Feel free to use your own spice mix!
Place the frozen bell peppers and peas into a microwavable dish; defrost in the microwave. Drain.
In the meantime, peel and dice the onion and garlic. Wash, remove the stem, de-seed and chop the chilli (leave the seeds intact if you prefer your dish extra spicy!). Wash, trim the ends and finely slice the celery. Wash, trim the ends, peel and quarter the carrot. Wash, remove the stem, de-seed and chop the bell pepper into cubes. Drain and rinse the beans. Prepare the Cajun seasoning mix (if applicable); place all of the spices and herbs into a small dish and mix together.
Meanwhile, heat the oil in a large, non-stick frying pan over a medium-low heat.
Add the onion, garlic and chilli. Gently fry for 1-2 minutes or until softened.
Add the defrosted peppers, celery, carrot and bell pepper. Gently fry for 3-4 minutes or until slightly softened.
In the meantime, boil some water in a kettle. Prepare the stock.
Add the Cajun seasoning. Stir to coat.
Add the rice and tomatoes. Stir and mix together.
Gently break apart any big pieces of tomato with the edge of your frying spatula.
Pour in the (boiling hot!) stock and water. Add the defrosted peas, beans and bay leaves. Stir to combine.
Cover with a lid or a sheet of kitchen foil. Bring to the boil. Reduce to a simmer. Cook for 20-30 minutes or until the rice is cooked.
NB: Check your mixture about half way through the cooking time; we had to quickly stir the mixture and add a few extra tablespoons of water.
In the meantime, wash and place the kale into a steamer pot with some water. Bring to the boil. Reduce to a simmer. Steam for 3-4 minutes or until tender. Drain.
Meanwhile, wash, dry and chop the coriander; we ripped off and discarded most of the large stems…but the choice is yours. 🙂
Wash and quarter (or slice) your lemon.
Remove the pan from the heat. Remove and discard the foil (if applicable). Give the jambalaya a thorough stir before serving.
NB: Also make sure to remove and discard the bay leaves before serving!

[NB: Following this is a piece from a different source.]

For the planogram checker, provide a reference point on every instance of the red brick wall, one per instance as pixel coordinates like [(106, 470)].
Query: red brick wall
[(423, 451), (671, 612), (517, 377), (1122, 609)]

Garnish with the coriander and the lemon (or whatever else you desire). Bring the frying pan to the dinner table for the whole family to dig in and enjoy!
NB: Make sure to place it over a heat-proof mat or chopping board! We decided to add some fresh thyme and pitted black olives! 🙂
Serve immediately. Place the kale into the bottom of a large serving bowl. Spoon over the jambalaya.
We served ours with kale (not only because we love the taste!) but we felt felt that this dish needed a further ‘green’ element to it!
Refrigerate any leftovers in a resealable container (ideally within an hour after cooking); reheat and consume within 1-2 days. Alternatively freeze in one or more resealable containers; defrost, reheat and consume within 1-2 months.
NB: When reheating, always check to make sure the rice is steaming hot all the way through and do not reheat the rice more than once.
- Feel free to use your own Creole or Cajun seasoning mix! Experiment with the levels of spice and herbs to create your perfect combination!
- Adapt the vegetables as you see fit!
- Use a low-fat frying spray instead of rapeseed (canola) oil to further reduce the fat content.
- Use your favourite type of rice; we recommend brown basmati or brown long grain rice.
- Try using a different type of bean (a dry or tinned variety), lentils, or maybe some tofu or tempeh instead!